The present invention relates to a condenser for use in automobile and building air conditioning systems.
For such use, a "serpentine" type of condenser is well known and widely used. This type of condenser is made up of a flat multi-bored tube, commonly called a "harmonica tube", bent in a few folds, and corrugated fins sandwiched between the folded walls.
One of the disadvantages of the serpentine type condensers is that the coolant undergoes a relatively large pressure loss while flowing through the flat tube. To reduce the pressure loss, the common practice is to minimize fin pitches, widen the tube width to increase the cross-sectional area of the coolant flow paths, and increase the density of fins disposed between the folded tube walls.
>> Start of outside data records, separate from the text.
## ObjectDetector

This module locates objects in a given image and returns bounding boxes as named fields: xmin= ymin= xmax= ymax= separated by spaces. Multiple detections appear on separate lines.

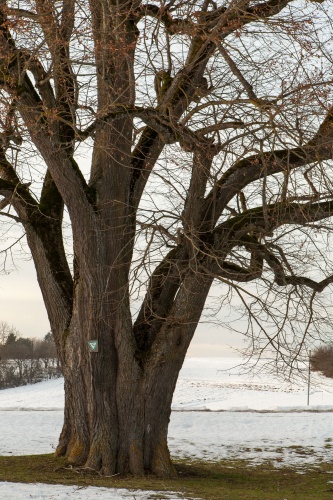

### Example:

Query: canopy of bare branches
xmin=0 ymin=0 xmax=333 ymax=474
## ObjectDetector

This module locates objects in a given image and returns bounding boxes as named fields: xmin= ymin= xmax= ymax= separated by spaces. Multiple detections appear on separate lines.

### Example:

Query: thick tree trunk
xmin=53 ymin=266 xmax=210 ymax=477
xmin=57 ymin=318 xmax=178 ymax=477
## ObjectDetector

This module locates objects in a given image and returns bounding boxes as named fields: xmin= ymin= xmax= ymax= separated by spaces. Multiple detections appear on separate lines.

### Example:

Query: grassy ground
xmin=0 ymin=455 xmax=333 ymax=500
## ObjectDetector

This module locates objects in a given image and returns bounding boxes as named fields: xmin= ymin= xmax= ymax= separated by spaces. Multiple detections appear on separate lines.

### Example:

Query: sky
xmin=0 ymin=260 xmax=244 ymax=357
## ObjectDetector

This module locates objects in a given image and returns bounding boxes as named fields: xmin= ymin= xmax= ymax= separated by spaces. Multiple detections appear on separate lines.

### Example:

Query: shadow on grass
xmin=0 ymin=455 xmax=333 ymax=500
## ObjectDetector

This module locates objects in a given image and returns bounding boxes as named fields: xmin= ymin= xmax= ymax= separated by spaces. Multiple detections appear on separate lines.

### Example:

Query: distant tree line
xmin=0 ymin=321 xmax=62 ymax=389
xmin=310 ymin=344 xmax=333 ymax=378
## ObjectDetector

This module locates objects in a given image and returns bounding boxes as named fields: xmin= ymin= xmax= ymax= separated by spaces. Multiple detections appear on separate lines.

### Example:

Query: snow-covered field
xmin=0 ymin=358 xmax=333 ymax=499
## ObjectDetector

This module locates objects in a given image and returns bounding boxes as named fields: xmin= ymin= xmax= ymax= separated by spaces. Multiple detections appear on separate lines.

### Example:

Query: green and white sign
xmin=88 ymin=340 xmax=98 ymax=352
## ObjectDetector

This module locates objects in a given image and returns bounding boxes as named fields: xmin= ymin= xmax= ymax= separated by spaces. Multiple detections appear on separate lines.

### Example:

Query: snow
xmin=0 ymin=358 xmax=333 ymax=499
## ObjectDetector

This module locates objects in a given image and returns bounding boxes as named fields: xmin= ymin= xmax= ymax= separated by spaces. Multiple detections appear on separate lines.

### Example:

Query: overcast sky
xmin=0 ymin=260 xmax=244 ymax=356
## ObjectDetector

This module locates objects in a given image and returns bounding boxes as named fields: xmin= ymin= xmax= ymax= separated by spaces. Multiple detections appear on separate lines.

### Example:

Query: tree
xmin=310 ymin=344 xmax=333 ymax=378
xmin=0 ymin=321 xmax=19 ymax=346
xmin=0 ymin=0 xmax=333 ymax=476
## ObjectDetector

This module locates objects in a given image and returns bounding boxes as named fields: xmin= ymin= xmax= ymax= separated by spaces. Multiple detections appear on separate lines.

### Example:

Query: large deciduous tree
xmin=0 ymin=0 xmax=333 ymax=476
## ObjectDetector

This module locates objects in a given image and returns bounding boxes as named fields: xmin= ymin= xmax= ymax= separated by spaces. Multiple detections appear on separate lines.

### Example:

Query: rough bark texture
xmin=0 ymin=0 xmax=333 ymax=477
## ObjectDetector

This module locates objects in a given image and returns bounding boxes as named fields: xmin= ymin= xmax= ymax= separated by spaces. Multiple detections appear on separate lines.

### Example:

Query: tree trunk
xmin=52 ymin=260 xmax=210 ymax=477
xmin=56 ymin=317 xmax=178 ymax=477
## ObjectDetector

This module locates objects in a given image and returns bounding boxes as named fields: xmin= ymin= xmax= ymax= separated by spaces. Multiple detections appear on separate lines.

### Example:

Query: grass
xmin=0 ymin=455 xmax=333 ymax=500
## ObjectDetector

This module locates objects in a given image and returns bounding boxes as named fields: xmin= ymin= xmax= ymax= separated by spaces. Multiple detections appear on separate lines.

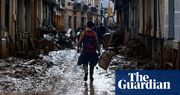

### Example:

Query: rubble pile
xmin=0 ymin=49 xmax=75 ymax=95
xmin=121 ymin=39 xmax=146 ymax=59
xmin=0 ymin=57 xmax=56 ymax=92
xmin=110 ymin=55 xmax=162 ymax=70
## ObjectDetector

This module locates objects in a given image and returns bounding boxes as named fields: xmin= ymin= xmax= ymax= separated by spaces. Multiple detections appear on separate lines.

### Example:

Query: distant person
xmin=96 ymin=23 xmax=106 ymax=44
xmin=77 ymin=21 xmax=100 ymax=82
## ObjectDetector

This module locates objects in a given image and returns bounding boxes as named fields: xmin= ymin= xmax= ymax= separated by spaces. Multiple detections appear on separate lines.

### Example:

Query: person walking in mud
xmin=77 ymin=21 xmax=100 ymax=82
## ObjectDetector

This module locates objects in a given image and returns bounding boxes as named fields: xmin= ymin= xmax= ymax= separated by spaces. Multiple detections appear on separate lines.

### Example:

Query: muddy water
xmin=0 ymin=50 xmax=115 ymax=95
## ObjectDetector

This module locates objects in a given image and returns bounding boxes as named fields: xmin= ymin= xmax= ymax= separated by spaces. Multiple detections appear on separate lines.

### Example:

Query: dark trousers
xmin=83 ymin=64 xmax=95 ymax=77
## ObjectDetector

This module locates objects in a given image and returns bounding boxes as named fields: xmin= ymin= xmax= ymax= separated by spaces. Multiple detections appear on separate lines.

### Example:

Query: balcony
xmin=73 ymin=3 xmax=82 ymax=10
xmin=90 ymin=7 xmax=98 ymax=14
xmin=82 ymin=4 xmax=88 ymax=12
xmin=45 ymin=0 xmax=60 ymax=5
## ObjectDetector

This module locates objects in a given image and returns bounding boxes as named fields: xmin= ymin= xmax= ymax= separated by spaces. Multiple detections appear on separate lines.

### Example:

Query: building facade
xmin=115 ymin=0 xmax=180 ymax=69
xmin=0 ymin=0 xmax=65 ymax=57
xmin=64 ymin=0 xmax=100 ymax=31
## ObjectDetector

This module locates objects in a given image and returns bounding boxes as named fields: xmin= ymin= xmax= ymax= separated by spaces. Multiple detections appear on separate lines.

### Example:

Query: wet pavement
xmin=0 ymin=49 xmax=115 ymax=95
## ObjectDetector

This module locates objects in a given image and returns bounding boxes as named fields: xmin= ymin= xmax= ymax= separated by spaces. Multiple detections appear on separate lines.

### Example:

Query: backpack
xmin=83 ymin=31 xmax=97 ymax=54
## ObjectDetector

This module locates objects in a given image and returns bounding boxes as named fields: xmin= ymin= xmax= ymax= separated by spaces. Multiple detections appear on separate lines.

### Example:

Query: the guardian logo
xmin=118 ymin=72 xmax=171 ymax=90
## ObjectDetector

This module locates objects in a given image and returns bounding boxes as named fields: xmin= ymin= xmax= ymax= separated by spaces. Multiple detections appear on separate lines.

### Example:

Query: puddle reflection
xmin=84 ymin=82 xmax=95 ymax=95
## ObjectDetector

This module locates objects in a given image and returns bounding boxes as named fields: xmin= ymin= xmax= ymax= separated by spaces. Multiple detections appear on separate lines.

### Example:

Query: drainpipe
xmin=168 ymin=0 xmax=174 ymax=39
xmin=0 ymin=0 xmax=7 ymax=57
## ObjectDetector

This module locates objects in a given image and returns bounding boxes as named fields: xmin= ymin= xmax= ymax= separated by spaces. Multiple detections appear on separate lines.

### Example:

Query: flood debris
xmin=0 ymin=50 xmax=76 ymax=95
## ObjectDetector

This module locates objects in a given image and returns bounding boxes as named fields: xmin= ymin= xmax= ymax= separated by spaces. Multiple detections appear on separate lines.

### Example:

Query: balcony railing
xmin=44 ymin=0 xmax=60 ymax=5
xmin=82 ymin=4 xmax=88 ymax=12
xmin=73 ymin=3 xmax=82 ymax=10
xmin=90 ymin=7 xmax=98 ymax=14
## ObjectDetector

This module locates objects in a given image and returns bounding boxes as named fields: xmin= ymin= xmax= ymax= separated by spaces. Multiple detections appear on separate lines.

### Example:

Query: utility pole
xmin=100 ymin=0 xmax=103 ymax=23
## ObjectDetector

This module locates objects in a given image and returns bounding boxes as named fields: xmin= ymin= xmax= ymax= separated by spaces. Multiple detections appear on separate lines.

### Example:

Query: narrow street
xmin=48 ymin=50 xmax=115 ymax=95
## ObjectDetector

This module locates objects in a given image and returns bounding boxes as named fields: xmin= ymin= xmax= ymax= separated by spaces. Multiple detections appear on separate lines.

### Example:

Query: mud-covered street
xmin=0 ymin=50 xmax=115 ymax=95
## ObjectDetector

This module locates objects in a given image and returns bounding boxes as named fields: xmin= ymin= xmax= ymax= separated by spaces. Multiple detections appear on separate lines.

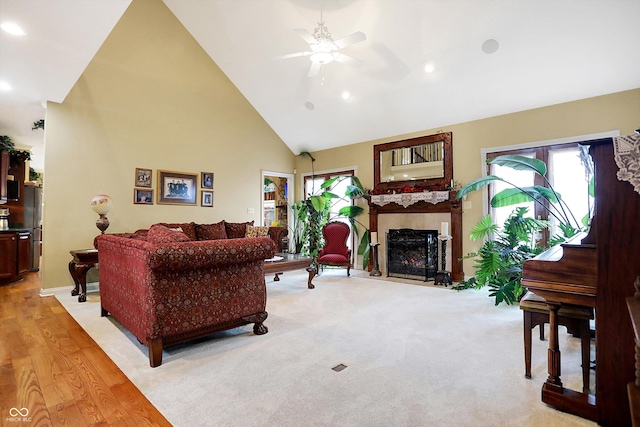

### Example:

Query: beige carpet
xmin=57 ymin=270 xmax=596 ymax=427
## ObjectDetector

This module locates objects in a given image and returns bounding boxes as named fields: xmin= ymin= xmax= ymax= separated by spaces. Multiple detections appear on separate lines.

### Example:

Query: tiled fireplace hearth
xmin=369 ymin=191 xmax=464 ymax=281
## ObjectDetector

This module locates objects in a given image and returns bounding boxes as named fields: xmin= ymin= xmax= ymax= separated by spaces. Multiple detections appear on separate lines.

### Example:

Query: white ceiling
xmin=0 ymin=0 xmax=640 ymax=170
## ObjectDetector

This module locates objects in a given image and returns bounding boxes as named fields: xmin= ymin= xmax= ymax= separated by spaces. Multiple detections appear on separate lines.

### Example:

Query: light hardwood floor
xmin=0 ymin=273 xmax=171 ymax=427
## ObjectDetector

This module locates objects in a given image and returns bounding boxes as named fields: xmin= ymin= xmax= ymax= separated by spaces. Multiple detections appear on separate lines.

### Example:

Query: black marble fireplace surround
xmin=386 ymin=228 xmax=438 ymax=282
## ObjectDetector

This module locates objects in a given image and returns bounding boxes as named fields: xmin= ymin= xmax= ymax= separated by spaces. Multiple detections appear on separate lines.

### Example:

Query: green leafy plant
xmin=453 ymin=207 xmax=548 ymax=305
xmin=292 ymin=176 xmax=369 ymax=265
xmin=0 ymin=135 xmax=15 ymax=153
xmin=292 ymin=151 xmax=370 ymax=267
xmin=320 ymin=175 xmax=370 ymax=265
xmin=454 ymin=155 xmax=593 ymax=305
xmin=457 ymin=155 xmax=592 ymax=245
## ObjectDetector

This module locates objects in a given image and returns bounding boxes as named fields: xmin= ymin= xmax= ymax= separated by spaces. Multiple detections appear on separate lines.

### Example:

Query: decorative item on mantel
xmin=369 ymin=180 xmax=459 ymax=208
xmin=91 ymin=194 xmax=113 ymax=234
xmin=434 ymin=222 xmax=453 ymax=287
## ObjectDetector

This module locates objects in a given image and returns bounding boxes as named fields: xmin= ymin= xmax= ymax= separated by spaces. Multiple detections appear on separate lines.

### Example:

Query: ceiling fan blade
xmin=273 ymin=51 xmax=313 ymax=59
xmin=333 ymin=52 xmax=364 ymax=67
xmin=307 ymin=62 xmax=322 ymax=77
xmin=293 ymin=28 xmax=318 ymax=44
xmin=334 ymin=31 xmax=367 ymax=49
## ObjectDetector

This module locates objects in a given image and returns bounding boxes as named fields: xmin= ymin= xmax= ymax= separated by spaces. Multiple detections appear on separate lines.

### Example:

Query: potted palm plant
xmin=454 ymin=155 xmax=594 ymax=305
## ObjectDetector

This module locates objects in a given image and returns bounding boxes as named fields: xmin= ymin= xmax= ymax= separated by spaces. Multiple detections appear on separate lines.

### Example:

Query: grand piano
xmin=522 ymin=138 xmax=640 ymax=426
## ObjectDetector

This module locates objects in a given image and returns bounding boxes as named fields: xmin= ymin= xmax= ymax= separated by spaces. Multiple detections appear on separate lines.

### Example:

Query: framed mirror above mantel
xmin=373 ymin=132 xmax=453 ymax=192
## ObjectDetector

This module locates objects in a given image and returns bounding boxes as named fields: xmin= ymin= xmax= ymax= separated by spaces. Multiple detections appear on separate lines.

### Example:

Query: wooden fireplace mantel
xmin=367 ymin=191 xmax=464 ymax=282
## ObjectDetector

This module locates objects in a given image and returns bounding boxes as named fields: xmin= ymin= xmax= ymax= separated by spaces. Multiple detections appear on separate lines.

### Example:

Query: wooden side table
xmin=69 ymin=249 xmax=98 ymax=302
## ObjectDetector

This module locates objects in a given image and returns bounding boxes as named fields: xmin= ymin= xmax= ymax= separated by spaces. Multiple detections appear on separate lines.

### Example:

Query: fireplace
xmin=369 ymin=192 xmax=464 ymax=282
xmin=386 ymin=228 xmax=438 ymax=282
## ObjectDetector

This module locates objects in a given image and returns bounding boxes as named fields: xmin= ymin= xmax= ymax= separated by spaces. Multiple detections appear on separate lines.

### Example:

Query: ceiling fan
xmin=276 ymin=11 xmax=367 ymax=77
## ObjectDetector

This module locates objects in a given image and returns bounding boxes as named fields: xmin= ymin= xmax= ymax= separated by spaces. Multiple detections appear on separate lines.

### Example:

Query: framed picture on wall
xmin=200 ymin=172 xmax=213 ymax=190
xmin=200 ymin=190 xmax=213 ymax=208
xmin=134 ymin=168 xmax=151 ymax=188
xmin=158 ymin=170 xmax=198 ymax=205
xmin=133 ymin=188 xmax=153 ymax=205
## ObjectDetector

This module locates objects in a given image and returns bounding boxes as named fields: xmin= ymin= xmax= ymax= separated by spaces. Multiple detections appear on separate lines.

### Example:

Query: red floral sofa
xmin=95 ymin=221 xmax=276 ymax=367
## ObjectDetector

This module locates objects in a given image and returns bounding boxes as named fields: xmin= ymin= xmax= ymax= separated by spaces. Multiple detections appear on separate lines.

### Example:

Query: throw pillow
xmin=147 ymin=224 xmax=191 ymax=243
xmin=196 ymin=221 xmax=227 ymax=240
xmin=158 ymin=222 xmax=198 ymax=240
xmin=224 ymin=221 xmax=253 ymax=239
xmin=245 ymin=225 xmax=269 ymax=237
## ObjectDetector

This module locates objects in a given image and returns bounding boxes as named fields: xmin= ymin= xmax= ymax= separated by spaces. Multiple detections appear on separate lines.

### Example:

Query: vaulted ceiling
xmin=0 ymin=0 xmax=640 ymax=170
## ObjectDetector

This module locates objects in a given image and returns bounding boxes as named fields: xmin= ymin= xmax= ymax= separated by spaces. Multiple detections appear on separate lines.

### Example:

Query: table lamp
xmin=91 ymin=194 xmax=113 ymax=234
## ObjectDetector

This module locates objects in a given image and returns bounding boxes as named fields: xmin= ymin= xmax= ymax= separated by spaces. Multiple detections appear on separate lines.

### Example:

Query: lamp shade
xmin=91 ymin=194 xmax=113 ymax=215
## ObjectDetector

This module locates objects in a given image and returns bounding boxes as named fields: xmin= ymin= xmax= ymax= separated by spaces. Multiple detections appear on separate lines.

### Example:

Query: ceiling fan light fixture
xmin=311 ymin=52 xmax=334 ymax=65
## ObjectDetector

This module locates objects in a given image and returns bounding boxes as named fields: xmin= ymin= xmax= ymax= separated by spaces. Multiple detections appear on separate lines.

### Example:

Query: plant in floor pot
xmin=292 ymin=176 xmax=369 ymax=266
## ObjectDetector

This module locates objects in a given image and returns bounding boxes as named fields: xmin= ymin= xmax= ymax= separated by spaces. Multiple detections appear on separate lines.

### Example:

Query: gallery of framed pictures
xmin=135 ymin=168 xmax=151 ymax=188
xmin=158 ymin=170 xmax=198 ymax=205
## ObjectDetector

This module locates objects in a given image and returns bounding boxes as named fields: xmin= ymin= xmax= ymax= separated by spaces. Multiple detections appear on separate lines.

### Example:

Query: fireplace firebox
xmin=387 ymin=228 xmax=438 ymax=282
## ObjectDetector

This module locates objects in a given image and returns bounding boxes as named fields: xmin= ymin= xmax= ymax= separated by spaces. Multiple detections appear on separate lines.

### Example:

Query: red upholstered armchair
xmin=318 ymin=221 xmax=351 ymax=276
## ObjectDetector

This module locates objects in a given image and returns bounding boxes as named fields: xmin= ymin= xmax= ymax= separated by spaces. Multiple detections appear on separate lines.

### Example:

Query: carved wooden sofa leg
xmin=242 ymin=311 xmax=269 ymax=335
xmin=147 ymin=338 xmax=162 ymax=368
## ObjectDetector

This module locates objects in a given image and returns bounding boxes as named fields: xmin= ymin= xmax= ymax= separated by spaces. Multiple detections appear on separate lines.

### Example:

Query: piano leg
xmin=547 ymin=301 xmax=562 ymax=388
xmin=542 ymin=300 xmax=598 ymax=421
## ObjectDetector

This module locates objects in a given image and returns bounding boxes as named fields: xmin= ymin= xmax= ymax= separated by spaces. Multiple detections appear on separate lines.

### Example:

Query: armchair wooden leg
xmin=147 ymin=338 xmax=162 ymax=368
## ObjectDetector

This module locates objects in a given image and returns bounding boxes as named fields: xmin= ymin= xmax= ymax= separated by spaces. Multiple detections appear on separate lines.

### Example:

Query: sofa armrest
xmin=269 ymin=227 xmax=289 ymax=252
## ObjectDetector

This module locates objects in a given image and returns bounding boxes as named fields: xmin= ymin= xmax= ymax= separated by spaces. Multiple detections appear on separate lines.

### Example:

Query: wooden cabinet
xmin=0 ymin=233 xmax=18 ymax=280
xmin=0 ymin=231 xmax=31 ymax=283
xmin=16 ymin=232 xmax=31 ymax=276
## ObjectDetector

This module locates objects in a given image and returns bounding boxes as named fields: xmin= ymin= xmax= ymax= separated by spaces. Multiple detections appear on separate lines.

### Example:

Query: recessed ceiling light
xmin=482 ymin=39 xmax=500 ymax=55
xmin=0 ymin=22 xmax=27 ymax=36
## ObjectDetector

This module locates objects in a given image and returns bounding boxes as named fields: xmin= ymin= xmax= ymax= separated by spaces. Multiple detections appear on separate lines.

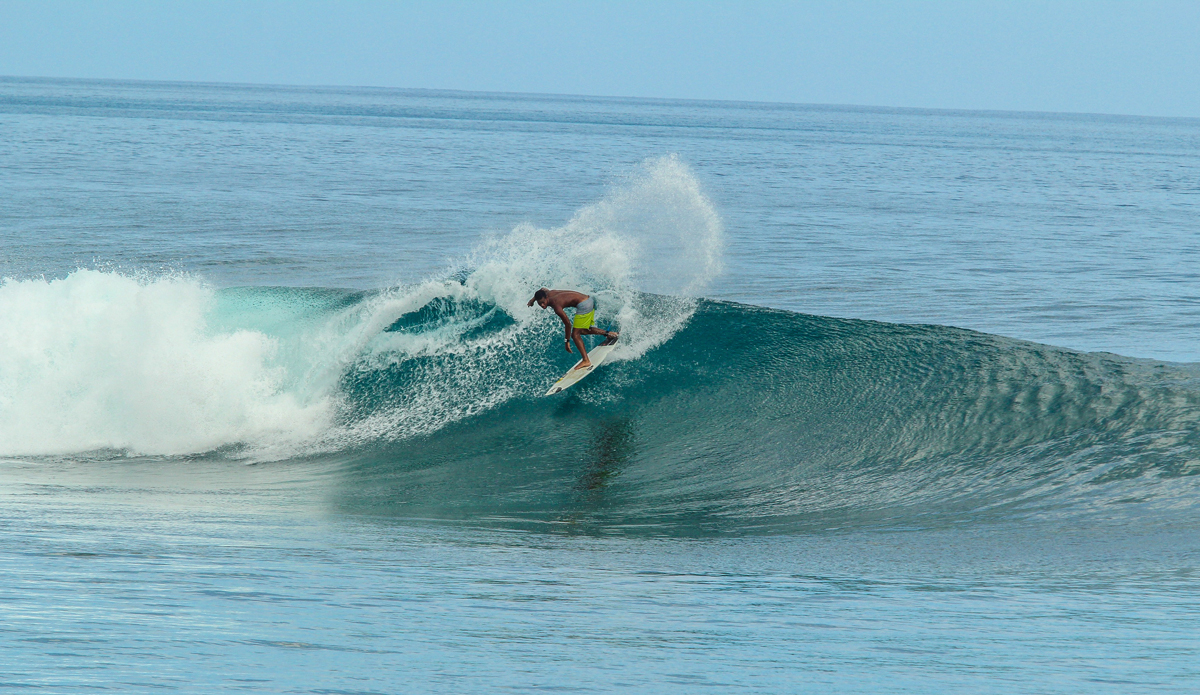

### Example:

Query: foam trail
xmin=0 ymin=270 xmax=332 ymax=455
xmin=0 ymin=157 xmax=721 ymax=459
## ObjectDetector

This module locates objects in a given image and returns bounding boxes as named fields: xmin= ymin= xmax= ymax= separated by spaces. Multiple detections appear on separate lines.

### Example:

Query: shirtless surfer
xmin=527 ymin=287 xmax=620 ymax=370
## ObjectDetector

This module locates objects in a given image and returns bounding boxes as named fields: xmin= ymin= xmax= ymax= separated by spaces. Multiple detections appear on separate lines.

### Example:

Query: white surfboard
xmin=546 ymin=338 xmax=619 ymax=396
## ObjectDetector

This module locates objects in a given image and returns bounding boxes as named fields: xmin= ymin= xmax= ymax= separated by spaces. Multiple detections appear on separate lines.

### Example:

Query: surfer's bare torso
xmin=527 ymin=287 xmax=618 ymax=369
However, as the tube is widened, its rigidity increases, and therefore it becomes difficult to bend. In addition, there is a limitation to the bent of a tube in terms of radius of curvature. In short, the heat exchange efficiency cannot be increased only by reliance upon the increased density of fins packed between the folds of tube.
Accordingly, it is an object of the present invention is to provide a condenser capable of easy construction with the flexibility in the width of the tubes, and the height of fins.
Another object of the present invention is to provide a condenser which minimizes the pressure loss of a cooling medium and air passing through the tubes and fins, thereby enhancing the efficiency of heat exchange.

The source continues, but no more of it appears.